Une nouvelle page pour la forĂŞt de MontmorencyÂ
Cette dernière option a aussi été retenue parce que les équipes de l’ONF croient en la résilience de la nature. « Cette forêt, nous l’aidons, parce que nous avons confiance en elle », précise Michel Béal, qui ajoute que « cette confiance est telle que nous investissons à perte aujourd’hui dans cette forêt ». En effet, le coût des travaux de reconstitution est bien supérieur aux ventes des bois malades. En remplacement des 500 hectares de forêt malade, un demi-million d’arbres seront plantés en quelques années représentant sept millions d’euros de travaux. À un horizon de 10 ans, les plants d’essences variées mis en terre, dont l’ONF accompagnera le développement, donneront naissance à une jeune forêt de près de 10 mètres de haut, vigoureuse et pleine d’avenir. L’ancienne châtaigneraie deviendra une forêt diversifiée.
De nombreuses essences ont été sélectionnées par les forestiers : chêne sessile (en essence socle) mais aussi alisier torminal, merisier, sorbier des oiseleurs, cormier, chêne pubescent, tilleul à petites feuilles, érable plane, érable champêtre, pin laricio… Les mélanges, 3 essences au minimum par opération de plantation, vont constituer demain une forêt plus résiliente que celle d’aujourd’hui. La richesse des interactions entre espèces la rendra plus forte et moins fragile aux impacts du changement climatique.

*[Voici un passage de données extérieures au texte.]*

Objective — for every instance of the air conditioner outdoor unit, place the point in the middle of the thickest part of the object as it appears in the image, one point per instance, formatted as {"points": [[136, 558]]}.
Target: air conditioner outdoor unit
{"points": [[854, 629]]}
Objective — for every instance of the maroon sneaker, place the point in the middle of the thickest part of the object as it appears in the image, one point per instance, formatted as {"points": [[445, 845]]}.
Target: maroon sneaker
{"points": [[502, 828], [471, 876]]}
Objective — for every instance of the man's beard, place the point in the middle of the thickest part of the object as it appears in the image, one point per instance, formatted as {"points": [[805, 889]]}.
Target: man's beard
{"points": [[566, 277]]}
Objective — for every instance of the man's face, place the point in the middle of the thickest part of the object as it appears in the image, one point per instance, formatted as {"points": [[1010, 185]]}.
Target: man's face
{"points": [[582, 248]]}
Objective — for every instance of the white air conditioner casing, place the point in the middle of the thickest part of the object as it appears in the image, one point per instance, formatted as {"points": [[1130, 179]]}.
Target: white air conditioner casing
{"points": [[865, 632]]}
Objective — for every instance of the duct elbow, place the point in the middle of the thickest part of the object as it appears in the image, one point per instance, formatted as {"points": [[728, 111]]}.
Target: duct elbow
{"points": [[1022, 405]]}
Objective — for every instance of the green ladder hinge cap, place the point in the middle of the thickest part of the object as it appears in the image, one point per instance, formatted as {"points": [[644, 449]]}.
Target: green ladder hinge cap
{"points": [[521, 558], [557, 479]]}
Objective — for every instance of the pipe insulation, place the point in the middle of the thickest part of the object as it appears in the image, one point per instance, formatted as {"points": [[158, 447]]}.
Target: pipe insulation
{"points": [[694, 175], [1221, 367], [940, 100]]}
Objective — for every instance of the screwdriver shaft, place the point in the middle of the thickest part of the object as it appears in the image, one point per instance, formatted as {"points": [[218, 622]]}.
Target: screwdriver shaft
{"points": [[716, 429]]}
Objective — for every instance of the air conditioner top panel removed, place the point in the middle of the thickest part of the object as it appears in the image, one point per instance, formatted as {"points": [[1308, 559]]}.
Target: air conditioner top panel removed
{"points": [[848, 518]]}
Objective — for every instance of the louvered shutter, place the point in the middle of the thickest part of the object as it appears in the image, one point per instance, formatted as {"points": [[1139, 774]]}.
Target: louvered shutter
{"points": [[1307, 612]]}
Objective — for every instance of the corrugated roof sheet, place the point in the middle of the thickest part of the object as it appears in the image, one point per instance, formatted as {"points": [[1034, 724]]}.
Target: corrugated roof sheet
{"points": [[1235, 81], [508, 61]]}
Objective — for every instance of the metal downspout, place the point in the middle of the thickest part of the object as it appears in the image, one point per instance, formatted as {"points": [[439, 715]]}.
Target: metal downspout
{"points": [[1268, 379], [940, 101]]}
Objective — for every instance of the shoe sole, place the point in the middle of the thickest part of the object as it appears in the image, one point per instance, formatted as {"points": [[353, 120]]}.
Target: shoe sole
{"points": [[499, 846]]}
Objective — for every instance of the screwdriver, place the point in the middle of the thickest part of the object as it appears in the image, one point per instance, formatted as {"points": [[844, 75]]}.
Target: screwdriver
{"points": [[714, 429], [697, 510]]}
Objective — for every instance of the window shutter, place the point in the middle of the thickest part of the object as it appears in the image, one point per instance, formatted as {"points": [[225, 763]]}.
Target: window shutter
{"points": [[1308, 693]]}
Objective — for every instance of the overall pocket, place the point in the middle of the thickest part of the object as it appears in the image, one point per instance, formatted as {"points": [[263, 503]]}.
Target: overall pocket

« Les impacts du changement climatique sont plus forts que prévus et c’est pour cela que nous intervenons : pour accélérer la reconstitution de la forêt de Montmorency et renforcer dès maintenant sa résilience pour l’avenir », conclut Michel Béal. « Nous croyons en la nature. Nous croyons aussi que dans ces circonstances exceptionnelles il est de notre devoir de l’aider ».